Data Source Preparation

Data sources for the work were from both the Level 2 log files and Level 3 business database. Data collection from the Level 3 Informix database was performed with SQL scripts. After data was transferred into the local SQL Server 2000, stored procedures were used to select and process data, for example, to select hard and thin grades, and to round the data.

Flow stress coefficients C1, C2, C3 and C4 for all grades were retrieved by solving the matrices of the intermediate values files through long term learning regression stored in thousands of grade.

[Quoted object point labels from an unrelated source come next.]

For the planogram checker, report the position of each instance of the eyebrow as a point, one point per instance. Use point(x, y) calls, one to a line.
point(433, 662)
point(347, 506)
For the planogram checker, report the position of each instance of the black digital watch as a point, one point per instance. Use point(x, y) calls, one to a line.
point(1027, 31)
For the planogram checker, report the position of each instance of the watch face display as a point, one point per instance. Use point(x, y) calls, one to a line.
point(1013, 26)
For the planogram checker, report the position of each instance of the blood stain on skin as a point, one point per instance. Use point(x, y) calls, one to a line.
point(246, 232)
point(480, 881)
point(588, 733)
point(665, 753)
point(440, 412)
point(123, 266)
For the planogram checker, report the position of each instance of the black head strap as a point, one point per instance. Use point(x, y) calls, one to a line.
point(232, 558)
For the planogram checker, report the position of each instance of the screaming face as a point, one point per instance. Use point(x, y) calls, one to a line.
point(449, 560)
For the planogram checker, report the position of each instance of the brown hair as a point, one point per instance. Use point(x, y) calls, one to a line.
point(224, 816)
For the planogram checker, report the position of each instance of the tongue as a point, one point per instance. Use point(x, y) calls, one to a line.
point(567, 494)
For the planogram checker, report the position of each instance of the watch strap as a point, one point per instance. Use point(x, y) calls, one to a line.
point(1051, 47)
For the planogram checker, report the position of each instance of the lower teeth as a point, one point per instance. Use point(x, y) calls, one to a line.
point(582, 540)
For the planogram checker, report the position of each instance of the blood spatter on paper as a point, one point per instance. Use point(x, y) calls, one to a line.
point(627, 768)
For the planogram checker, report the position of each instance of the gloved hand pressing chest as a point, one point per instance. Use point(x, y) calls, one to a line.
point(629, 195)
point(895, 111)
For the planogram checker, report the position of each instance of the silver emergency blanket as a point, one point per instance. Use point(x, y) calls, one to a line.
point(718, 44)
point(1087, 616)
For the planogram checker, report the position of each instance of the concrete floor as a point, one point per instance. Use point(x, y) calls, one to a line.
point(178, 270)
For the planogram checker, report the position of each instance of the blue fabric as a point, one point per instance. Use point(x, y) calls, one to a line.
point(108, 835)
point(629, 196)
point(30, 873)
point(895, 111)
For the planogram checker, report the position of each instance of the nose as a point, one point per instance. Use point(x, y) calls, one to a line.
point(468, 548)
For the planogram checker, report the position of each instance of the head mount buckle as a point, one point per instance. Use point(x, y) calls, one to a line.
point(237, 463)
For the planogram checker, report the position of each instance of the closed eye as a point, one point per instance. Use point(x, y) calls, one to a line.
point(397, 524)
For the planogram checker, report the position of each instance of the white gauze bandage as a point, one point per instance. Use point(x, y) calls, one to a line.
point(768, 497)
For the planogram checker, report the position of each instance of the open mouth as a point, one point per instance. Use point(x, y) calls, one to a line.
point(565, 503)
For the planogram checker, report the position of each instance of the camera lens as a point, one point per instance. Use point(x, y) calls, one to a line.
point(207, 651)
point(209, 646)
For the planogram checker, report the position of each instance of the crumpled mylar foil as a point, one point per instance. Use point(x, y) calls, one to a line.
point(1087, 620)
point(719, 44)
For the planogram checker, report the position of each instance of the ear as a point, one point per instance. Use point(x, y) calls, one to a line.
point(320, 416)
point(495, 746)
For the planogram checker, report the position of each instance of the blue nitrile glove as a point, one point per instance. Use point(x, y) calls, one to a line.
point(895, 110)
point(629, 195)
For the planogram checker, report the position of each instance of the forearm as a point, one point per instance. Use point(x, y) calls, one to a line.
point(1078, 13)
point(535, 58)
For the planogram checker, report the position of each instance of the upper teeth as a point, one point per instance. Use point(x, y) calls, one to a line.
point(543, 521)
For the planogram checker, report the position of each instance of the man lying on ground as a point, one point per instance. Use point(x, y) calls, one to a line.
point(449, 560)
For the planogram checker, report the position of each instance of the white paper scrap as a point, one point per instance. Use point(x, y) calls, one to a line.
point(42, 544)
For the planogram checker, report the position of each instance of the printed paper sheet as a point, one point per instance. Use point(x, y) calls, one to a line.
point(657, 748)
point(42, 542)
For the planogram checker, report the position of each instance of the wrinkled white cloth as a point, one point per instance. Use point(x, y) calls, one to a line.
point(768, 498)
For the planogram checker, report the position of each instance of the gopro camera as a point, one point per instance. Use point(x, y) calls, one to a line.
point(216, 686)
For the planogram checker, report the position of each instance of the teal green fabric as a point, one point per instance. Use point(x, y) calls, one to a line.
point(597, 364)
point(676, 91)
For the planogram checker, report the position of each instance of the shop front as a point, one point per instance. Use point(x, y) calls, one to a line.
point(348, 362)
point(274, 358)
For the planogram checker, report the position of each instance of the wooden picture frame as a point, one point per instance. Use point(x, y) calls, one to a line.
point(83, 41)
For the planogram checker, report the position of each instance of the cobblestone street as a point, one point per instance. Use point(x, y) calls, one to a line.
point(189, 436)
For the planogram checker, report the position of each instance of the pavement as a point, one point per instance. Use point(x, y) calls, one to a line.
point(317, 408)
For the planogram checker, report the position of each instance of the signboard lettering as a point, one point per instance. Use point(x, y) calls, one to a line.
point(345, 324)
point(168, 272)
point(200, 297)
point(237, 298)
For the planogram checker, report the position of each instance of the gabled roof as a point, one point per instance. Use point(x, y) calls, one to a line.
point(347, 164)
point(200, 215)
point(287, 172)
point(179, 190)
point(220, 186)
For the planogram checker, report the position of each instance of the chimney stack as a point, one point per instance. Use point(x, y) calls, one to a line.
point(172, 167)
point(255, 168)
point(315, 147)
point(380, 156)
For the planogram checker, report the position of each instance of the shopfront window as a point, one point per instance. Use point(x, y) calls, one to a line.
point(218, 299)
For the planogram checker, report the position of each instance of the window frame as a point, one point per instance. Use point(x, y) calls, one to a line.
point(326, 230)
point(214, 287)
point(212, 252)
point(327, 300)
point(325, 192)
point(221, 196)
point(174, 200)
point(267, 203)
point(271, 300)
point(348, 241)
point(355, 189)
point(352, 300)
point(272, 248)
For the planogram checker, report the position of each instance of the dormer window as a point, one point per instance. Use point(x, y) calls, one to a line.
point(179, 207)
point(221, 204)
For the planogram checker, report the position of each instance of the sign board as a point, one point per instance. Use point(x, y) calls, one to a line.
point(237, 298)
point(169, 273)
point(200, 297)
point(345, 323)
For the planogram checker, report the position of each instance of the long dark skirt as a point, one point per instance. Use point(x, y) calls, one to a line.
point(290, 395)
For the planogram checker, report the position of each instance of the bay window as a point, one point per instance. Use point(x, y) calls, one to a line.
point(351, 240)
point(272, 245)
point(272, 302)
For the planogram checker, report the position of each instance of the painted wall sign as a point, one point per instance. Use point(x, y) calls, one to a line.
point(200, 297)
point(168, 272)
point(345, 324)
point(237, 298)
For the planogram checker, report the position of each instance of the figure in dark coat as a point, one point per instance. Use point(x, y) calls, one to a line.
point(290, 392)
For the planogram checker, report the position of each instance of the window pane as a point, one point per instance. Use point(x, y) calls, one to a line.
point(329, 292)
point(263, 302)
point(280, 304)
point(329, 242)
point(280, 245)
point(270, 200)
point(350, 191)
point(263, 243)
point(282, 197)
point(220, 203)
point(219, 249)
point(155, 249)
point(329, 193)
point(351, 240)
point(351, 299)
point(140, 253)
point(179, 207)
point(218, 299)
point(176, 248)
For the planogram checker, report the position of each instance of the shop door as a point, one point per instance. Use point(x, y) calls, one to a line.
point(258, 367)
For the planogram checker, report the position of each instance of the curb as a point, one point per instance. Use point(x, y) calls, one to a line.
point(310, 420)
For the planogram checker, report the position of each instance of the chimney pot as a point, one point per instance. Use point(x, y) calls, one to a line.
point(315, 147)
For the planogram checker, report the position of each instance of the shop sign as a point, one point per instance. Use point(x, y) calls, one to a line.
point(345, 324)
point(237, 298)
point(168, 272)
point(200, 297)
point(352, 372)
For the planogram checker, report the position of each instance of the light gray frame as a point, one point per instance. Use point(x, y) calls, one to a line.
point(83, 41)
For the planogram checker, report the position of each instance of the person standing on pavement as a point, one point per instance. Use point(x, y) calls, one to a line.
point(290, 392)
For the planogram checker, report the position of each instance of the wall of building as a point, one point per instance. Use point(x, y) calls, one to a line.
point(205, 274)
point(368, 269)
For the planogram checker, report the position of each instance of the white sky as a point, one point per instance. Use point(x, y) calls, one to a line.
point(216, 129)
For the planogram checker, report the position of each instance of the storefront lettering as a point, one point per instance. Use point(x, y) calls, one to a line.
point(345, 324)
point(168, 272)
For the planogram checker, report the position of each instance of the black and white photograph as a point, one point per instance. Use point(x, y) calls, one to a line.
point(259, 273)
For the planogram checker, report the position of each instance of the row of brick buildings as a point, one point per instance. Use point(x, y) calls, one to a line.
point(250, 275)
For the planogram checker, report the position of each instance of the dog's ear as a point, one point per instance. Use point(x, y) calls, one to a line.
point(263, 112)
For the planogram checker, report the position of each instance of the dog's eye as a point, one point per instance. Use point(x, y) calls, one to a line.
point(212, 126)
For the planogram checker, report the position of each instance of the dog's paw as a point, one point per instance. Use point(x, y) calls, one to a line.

In the initial data collection, the data from all passes rolled in the year 2006 were used. In later studies, the data from the first half of 2007 were also included. This involved about 1,500,000 records with data size over 1 gigabyte (GB). Besides the stored procedures, Microsoft .Net was used as a programming environment to process the data, so for example, a tool was developed to create drawings automatically, in order to display influences of major rolling process parameters on the force errors.

Error Source Survey

Though the learning logic was considered the primary source of errors in the early stage of the project, it was still necessary to exclude other potential sources of error. For this reason, an error survey was carried out. General rule to track an influence factor on a parameter is to isolate the influence factor. In other words, while the selected influence factor varies in its range, all the remaining factors should remain unchanged. This was, however, impossible to accomplish due to the shear amount of actual production data. Instead, to isolate a rolling process factor, such as temperature, the data was rounded to reduce the scatter; so for example, data points within 1590?F and 1610?F were rounded to 1600?F.

To view influence factors of various parameters on the force error, graphs were drawn. Because it was too time-consuming to draw thousands of graphs manually, a tool was developed to create drawings. Fig. 1 shows the temperature influence on the force error. It is interesting that for some grades and in some temperature ranges, the temperature had an effect on the error, while in others the effect was unnoticeable. This phenomenon was explained as follows: the different metallurgical effects for different grades in different temperature ranges are different.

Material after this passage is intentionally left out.